Anthony, I've had one more screwball idea. Is is possible that the mountpoint directory for your redo logs has restricted permissions like 700 and owned by root and that oracle is having difficulty eventhough the mounted directory permissions look fine.
-- Just a thought
If it ain't broke, I can fix that.
melvyn burnard
Honored Contributor

Re: MC/SG and Oracle Hot Backup Problem (Urgent)

Please read the symptom number 11 on the patch text file.
We have seen Sybase, SAP, NFS, and a host of other products have seemingly unrelated problems caused by the fact that a SIGALRM blocking done by SG gets inherited by child proceses and never cleared, so they never respond to SIGALRM.
There are many other crucial fixes in hte patch as well.
My house is the bank's, my money the wife's, But my opinions belong to me, not HP!
anthony natale
Advisor

Re: MC/SG and Oracle Hot Backup Problem (Urgent)

Looks like the problem has been resolved.

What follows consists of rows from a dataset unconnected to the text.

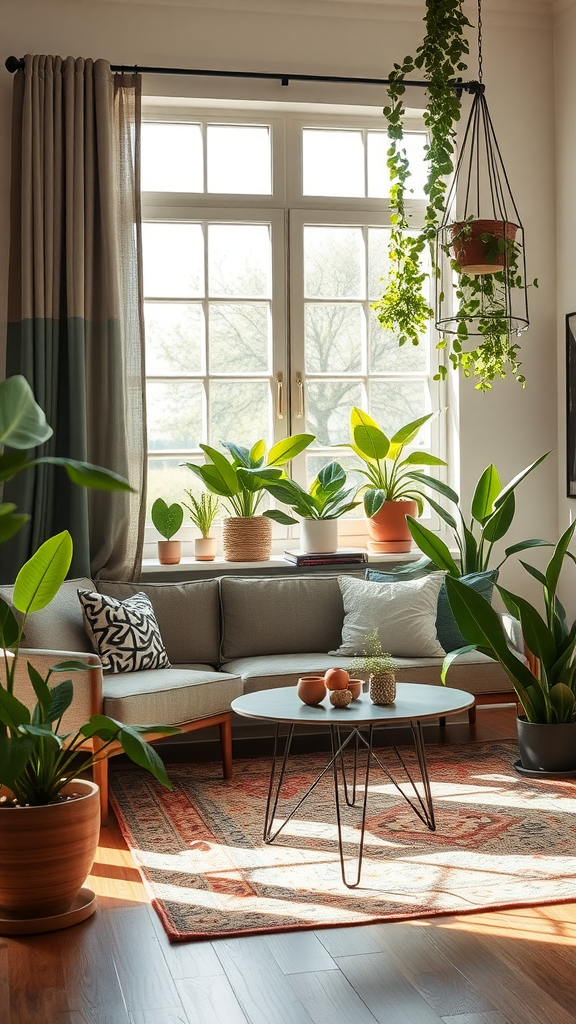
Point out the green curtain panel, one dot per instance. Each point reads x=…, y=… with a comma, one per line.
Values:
x=75, y=310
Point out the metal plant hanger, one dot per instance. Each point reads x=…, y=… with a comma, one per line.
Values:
x=481, y=288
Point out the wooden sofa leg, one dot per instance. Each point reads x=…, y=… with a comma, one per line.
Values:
x=225, y=743
x=99, y=771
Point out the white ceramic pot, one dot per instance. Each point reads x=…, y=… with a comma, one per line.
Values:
x=319, y=536
x=205, y=549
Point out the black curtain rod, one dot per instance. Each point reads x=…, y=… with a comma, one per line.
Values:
x=14, y=64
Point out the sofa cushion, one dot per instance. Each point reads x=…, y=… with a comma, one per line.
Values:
x=447, y=630
x=472, y=672
x=404, y=614
x=279, y=614
x=125, y=634
x=188, y=614
x=168, y=695
x=59, y=626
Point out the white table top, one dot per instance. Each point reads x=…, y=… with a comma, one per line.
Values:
x=414, y=701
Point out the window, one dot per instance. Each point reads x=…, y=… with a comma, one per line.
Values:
x=265, y=241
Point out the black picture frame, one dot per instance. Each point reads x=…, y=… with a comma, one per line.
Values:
x=571, y=404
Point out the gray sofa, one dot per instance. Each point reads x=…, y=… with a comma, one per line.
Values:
x=223, y=637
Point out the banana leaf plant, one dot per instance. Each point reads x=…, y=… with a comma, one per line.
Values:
x=492, y=512
x=549, y=695
x=327, y=498
x=391, y=477
x=235, y=478
x=36, y=759
x=24, y=427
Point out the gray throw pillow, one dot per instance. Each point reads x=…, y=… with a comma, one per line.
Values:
x=447, y=630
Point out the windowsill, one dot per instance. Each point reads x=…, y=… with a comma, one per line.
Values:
x=152, y=565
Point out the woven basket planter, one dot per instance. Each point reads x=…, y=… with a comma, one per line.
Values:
x=247, y=539
x=382, y=688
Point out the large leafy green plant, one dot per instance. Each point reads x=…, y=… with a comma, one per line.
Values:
x=548, y=694
x=36, y=759
x=234, y=478
x=391, y=475
x=492, y=512
x=327, y=498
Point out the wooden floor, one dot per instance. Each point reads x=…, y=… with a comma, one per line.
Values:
x=516, y=967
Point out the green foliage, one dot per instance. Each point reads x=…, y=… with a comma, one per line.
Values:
x=24, y=426
x=403, y=307
x=202, y=510
x=492, y=513
x=327, y=498
x=167, y=518
x=235, y=478
x=391, y=477
x=375, y=660
x=550, y=695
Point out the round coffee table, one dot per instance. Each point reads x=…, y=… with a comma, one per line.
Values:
x=415, y=702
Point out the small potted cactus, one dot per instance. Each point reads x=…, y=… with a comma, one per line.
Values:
x=203, y=511
x=167, y=519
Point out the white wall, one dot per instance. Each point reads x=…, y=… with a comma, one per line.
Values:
x=508, y=426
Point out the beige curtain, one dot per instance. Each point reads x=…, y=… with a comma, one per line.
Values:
x=75, y=302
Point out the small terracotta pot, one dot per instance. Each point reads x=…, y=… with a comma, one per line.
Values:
x=205, y=549
x=311, y=689
x=470, y=252
x=355, y=686
x=169, y=552
x=388, y=529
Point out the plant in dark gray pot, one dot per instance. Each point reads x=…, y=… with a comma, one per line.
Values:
x=546, y=686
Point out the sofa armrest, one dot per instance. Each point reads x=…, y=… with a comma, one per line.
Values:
x=87, y=683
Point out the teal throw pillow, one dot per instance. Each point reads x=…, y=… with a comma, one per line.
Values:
x=448, y=633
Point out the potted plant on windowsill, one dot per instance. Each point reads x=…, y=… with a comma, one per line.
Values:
x=546, y=686
x=168, y=519
x=319, y=509
x=246, y=535
x=395, y=489
x=49, y=819
x=203, y=511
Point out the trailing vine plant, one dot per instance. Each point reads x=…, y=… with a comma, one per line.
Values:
x=404, y=307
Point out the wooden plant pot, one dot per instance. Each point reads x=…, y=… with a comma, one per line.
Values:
x=470, y=252
x=247, y=539
x=169, y=552
x=388, y=529
x=205, y=549
x=46, y=852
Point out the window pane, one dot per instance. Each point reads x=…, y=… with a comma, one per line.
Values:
x=168, y=479
x=334, y=263
x=378, y=176
x=171, y=158
x=173, y=260
x=240, y=260
x=240, y=337
x=394, y=403
x=333, y=163
x=239, y=160
x=387, y=357
x=328, y=408
x=334, y=338
x=240, y=412
x=174, y=338
x=354, y=477
x=174, y=416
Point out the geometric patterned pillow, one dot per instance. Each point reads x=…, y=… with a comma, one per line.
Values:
x=125, y=634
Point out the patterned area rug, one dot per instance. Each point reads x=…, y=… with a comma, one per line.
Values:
x=502, y=840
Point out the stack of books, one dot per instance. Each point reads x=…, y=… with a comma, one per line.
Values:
x=343, y=556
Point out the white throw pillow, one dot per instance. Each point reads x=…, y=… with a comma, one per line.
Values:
x=403, y=612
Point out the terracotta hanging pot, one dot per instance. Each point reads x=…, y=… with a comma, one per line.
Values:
x=388, y=529
x=474, y=255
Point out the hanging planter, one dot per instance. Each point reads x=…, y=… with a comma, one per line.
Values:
x=471, y=229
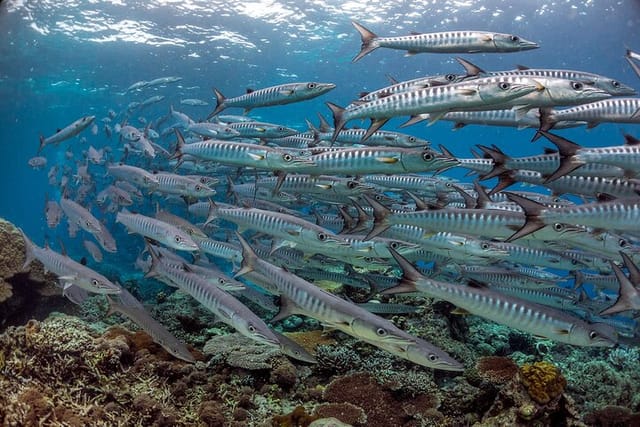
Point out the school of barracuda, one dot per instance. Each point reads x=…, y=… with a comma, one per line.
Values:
x=367, y=208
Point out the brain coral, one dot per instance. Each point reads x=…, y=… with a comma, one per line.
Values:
x=543, y=381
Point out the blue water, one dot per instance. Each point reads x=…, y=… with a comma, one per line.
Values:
x=60, y=60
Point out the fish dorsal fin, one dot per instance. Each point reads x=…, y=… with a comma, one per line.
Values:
x=631, y=140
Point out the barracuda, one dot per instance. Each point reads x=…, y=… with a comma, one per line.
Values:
x=385, y=160
x=617, y=110
x=69, y=272
x=274, y=95
x=503, y=117
x=240, y=154
x=225, y=306
x=302, y=297
x=507, y=310
x=573, y=156
x=482, y=93
x=443, y=42
x=546, y=164
x=285, y=227
x=619, y=214
x=157, y=230
x=571, y=184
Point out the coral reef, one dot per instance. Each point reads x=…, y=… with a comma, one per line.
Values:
x=543, y=381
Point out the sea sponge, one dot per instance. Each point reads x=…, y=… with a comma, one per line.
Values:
x=543, y=381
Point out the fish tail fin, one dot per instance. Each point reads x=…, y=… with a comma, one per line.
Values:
x=338, y=120
x=532, y=212
x=249, y=257
x=28, y=253
x=410, y=275
x=155, y=261
x=381, y=217
x=369, y=42
x=41, y=146
x=220, y=105
x=177, y=154
x=212, y=214
x=567, y=150
x=626, y=293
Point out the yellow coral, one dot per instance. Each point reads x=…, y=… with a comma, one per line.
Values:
x=543, y=381
x=311, y=339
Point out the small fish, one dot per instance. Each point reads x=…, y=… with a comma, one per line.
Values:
x=443, y=42
x=274, y=95
x=93, y=250
x=67, y=132
x=38, y=162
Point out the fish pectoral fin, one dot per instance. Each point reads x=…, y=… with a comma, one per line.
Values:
x=466, y=91
x=256, y=156
x=387, y=159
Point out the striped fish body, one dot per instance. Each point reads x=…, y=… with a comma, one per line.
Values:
x=443, y=42
x=483, y=92
x=68, y=270
x=170, y=183
x=386, y=160
x=133, y=174
x=274, y=95
x=242, y=154
x=80, y=216
x=302, y=297
x=379, y=138
x=226, y=307
x=617, y=110
x=621, y=214
x=157, y=230
x=507, y=310
x=611, y=86
x=261, y=130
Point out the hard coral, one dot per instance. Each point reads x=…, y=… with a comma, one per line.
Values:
x=496, y=369
x=543, y=381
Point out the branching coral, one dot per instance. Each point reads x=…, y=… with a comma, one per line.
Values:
x=543, y=381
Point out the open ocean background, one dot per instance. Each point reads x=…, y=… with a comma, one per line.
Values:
x=60, y=60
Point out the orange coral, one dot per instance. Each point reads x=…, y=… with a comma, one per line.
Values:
x=543, y=381
x=496, y=369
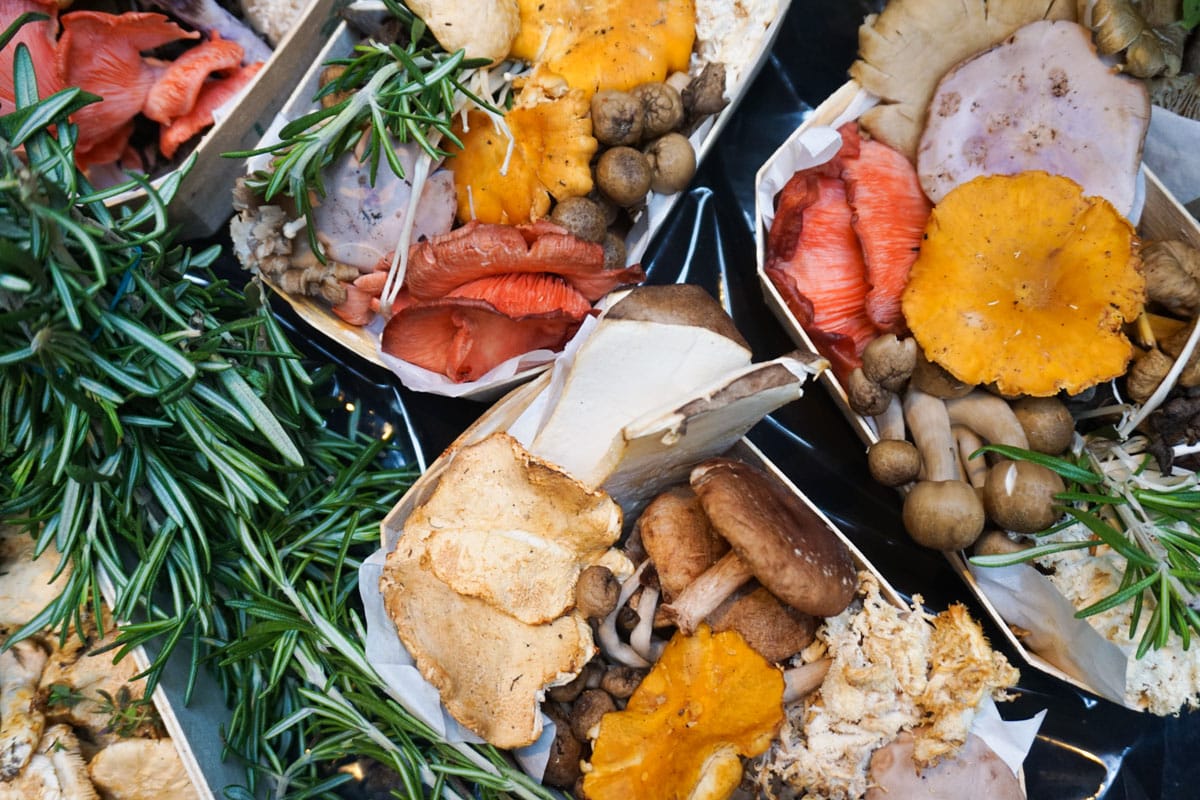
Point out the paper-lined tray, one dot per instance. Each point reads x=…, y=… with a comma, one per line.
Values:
x=364, y=341
x=1043, y=631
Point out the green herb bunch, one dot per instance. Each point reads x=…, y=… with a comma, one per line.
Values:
x=383, y=94
x=1149, y=521
x=161, y=432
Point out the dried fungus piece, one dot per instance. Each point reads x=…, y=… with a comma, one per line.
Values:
x=1025, y=282
x=906, y=49
x=708, y=702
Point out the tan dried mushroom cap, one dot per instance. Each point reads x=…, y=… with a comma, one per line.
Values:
x=1024, y=282
x=785, y=543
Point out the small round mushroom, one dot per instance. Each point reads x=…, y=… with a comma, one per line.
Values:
x=889, y=361
x=587, y=710
x=595, y=591
x=582, y=217
x=893, y=462
x=865, y=396
x=624, y=175
x=1047, y=422
x=672, y=163
x=1019, y=495
x=661, y=108
x=617, y=118
x=774, y=536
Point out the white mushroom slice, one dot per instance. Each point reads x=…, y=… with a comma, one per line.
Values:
x=1043, y=100
x=141, y=769
x=29, y=583
x=21, y=720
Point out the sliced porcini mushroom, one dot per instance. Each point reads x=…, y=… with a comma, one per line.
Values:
x=774, y=536
x=22, y=720
x=942, y=511
x=659, y=449
x=990, y=416
x=1047, y=422
x=889, y=361
x=1043, y=100
x=1019, y=495
x=654, y=346
x=773, y=630
x=679, y=539
x=893, y=462
x=141, y=769
x=975, y=770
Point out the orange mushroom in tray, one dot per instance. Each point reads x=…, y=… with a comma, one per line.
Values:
x=1024, y=282
x=707, y=703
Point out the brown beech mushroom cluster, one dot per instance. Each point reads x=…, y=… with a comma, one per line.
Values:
x=930, y=423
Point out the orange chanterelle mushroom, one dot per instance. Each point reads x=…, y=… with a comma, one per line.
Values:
x=1024, y=282
x=708, y=702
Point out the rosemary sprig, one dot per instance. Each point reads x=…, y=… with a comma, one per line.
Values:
x=157, y=427
x=1147, y=519
x=390, y=92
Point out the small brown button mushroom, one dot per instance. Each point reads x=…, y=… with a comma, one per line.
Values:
x=613, y=251
x=582, y=217
x=565, y=752
x=617, y=118
x=672, y=162
x=624, y=175
x=1047, y=422
x=933, y=379
x=893, y=462
x=587, y=710
x=774, y=536
x=706, y=92
x=661, y=108
x=595, y=591
x=865, y=396
x=1019, y=495
x=621, y=681
x=889, y=361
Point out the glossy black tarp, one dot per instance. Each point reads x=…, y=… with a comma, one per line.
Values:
x=1087, y=747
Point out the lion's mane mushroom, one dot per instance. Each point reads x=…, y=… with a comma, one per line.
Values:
x=774, y=536
x=941, y=511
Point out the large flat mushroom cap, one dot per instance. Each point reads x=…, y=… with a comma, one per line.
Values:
x=785, y=543
x=1043, y=100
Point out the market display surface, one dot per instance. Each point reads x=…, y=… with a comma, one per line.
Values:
x=267, y=570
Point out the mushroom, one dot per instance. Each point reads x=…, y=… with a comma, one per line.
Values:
x=893, y=462
x=774, y=536
x=941, y=511
x=1020, y=495
x=889, y=361
x=1047, y=422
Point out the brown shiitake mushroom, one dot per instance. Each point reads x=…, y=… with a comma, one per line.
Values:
x=1019, y=495
x=582, y=217
x=893, y=462
x=624, y=175
x=672, y=163
x=661, y=108
x=1047, y=421
x=617, y=118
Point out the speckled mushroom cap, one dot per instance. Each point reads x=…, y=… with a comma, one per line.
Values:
x=789, y=548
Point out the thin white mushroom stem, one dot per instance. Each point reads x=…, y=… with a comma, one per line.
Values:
x=967, y=441
x=990, y=416
x=706, y=593
x=930, y=425
x=803, y=680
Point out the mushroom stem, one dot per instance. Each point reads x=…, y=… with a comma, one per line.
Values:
x=706, y=593
x=990, y=416
x=967, y=441
x=930, y=425
x=805, y=679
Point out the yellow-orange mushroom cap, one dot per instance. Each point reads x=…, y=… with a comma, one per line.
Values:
x=1024, y=282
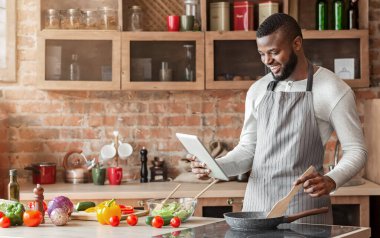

I want to formally thank both Melvyn Burnard and A. Clay Stephenson for your efforts and rapid response to my problem.

Melvyn, the patch worked and everything seems to be running as expected. Thanks again.

anthony.
Eric Leonard_1
New Member

Re: MC/SG and Oracle Hot Backup Problem (Urgent)

OK, Look..I'm not too sure how your kicking off the post/pre execs. I personally dont put the script in the post/pre lines, rather I build shell scripts and simply set them off with the pre and post. So as far as the su issue..if its in the line...run a script and open a fresh shell. Now, the Oracle issue can get much more nasty then the unix/OB2 side. I would hope that you DBA is on the horn with oracle all day asking about archive mode, RMAN, or anything else that will hcause roll backs(the undo logs and archive junk) to hang...probably due to writes. Attend a Perf View console for a while and check your usage...traffic....possible contention...I suggest getting more info from the Oracle side...what version 8..8i?.....are your rollbacks on seperate disks?....this could case issues under load balaceing....due to mounting lag and disk traffic from data_ts..and such..Seperate spindles(disks) for each of your table spaces...as well as loging will dramaticly inprove performance and pracess hangs....oh, you could try and make that process LESS NICE...by modifying its nice value....Time slice!...this could hurt!...look at your time slice thresholds, if the sytem cant think about you desire long enough it may never get started on it... ;)...well, I wish you luck and advise Oracle support!
Eric
Kurt Beyers.
Honored Contributor

Re: MC/SG and Oracle Hot Backup Problem (Urgent)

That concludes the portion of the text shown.